My Cato Essay #145 is now up.
George, is there any particular reason for why contracts are so important? When I go through libertarian literature, I get a fill of writing that treats contracts as if they fit into every aspect of human life. I mean, when I think of freedom and liberty and all that jazz...a commercial tool is not what I imagine.
In the classical liberal tradition, contracts were viewed as far more than a "commercial tool." As I explain in the current essay, "contract" was used as a generic term that covered voluntary agreements of all sorts, whether informal or formal. When Lockeans spoke of a "social contract," for example, they didn't mean that a people had entered into formal contractual agreement with a ruler. Rather, the point was that voluntary consent was required for a legitimate government. That consent might be "tacit," however, and such variations generated an extensive literature on the meaning of "consent" and "contract."
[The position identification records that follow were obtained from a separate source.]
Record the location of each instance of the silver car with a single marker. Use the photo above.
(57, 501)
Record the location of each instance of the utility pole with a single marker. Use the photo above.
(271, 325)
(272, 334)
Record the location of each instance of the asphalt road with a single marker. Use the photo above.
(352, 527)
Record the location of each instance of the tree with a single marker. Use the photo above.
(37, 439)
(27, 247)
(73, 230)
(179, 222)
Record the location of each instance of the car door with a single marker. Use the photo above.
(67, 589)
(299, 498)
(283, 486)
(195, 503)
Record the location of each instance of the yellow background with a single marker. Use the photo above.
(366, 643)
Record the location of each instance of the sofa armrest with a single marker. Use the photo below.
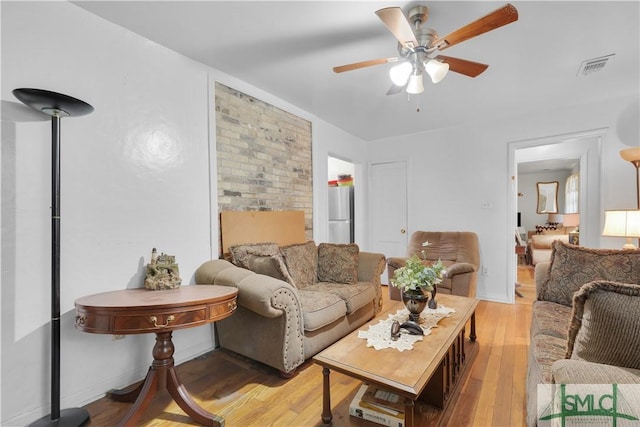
(370, 267)
(264, 295)
(571, 371)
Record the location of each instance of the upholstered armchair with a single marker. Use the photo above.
(459, 252)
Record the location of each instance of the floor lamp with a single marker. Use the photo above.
(57, 106)
(633, 155)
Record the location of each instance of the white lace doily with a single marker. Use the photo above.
(379, 335)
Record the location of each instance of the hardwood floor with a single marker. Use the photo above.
(247, 393)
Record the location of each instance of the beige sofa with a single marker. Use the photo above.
(585, 327)
(459, 252)
(540, 246)
(302, 299)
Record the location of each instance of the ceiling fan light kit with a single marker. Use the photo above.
(436, 70)
(415, 84)
(417, 46)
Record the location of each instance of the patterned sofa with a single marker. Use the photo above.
(585, 323)
(294, 300)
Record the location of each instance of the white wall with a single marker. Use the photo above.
(135, 175)
(454, 172)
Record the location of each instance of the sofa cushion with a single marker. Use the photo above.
(261, 258)
(573, 266)
(605, 326)
(338, 263)
(355, 296)
(301, 260)
(582, 372)
(544, 351)
(320, 308)
(550, 318)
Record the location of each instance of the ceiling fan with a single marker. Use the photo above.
(417, 45)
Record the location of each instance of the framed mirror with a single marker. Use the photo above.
(547, 197)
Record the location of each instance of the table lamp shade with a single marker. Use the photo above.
(571, 220)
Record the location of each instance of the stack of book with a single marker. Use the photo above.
(378, 405)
In short, if we advocate a free society, we are advocating a society based on voluntary consent, and that demands that we understand the nature of noncoercive agreements, or "contracts." The matter can get quite complicated.
Aye. I think the problem though is that with contracts you've got a problem when someone changes their mind later on, at which point it ceases to be "voluntary". Another problem, I think, is the fact that there are multiple perspectives on what counts as forcing someone to do something. I, for example, have advocated laws barring employers from requiring that employees proffer their passwords for social networks. It always seemed to me that it was the case that the employers were doing coercing. A third problem is the distribution of wealth or property, the rules for which are not voluntary. It was because of this that I gave up on political contractarianism and embraced more Burkean views on government. None of the stuff about holism or individualism factors into it, though.
ETA: I've always been fond of the idea of consent. But it gets tricky when talking about what consent should be required for. Should consent apply to using others inventions? How about their faces or likenesses? I'm a big advocate of privacy and I wrote a bill in model legislature that would've made it illegal to take pictures of people in certain settings without their consent. See also personality rights
I've also bristled with libertarians over what constitutes a contract. Marriage, for instance, is one thing I've been telling them isn't a contract. Sales are another, though I might be wrong.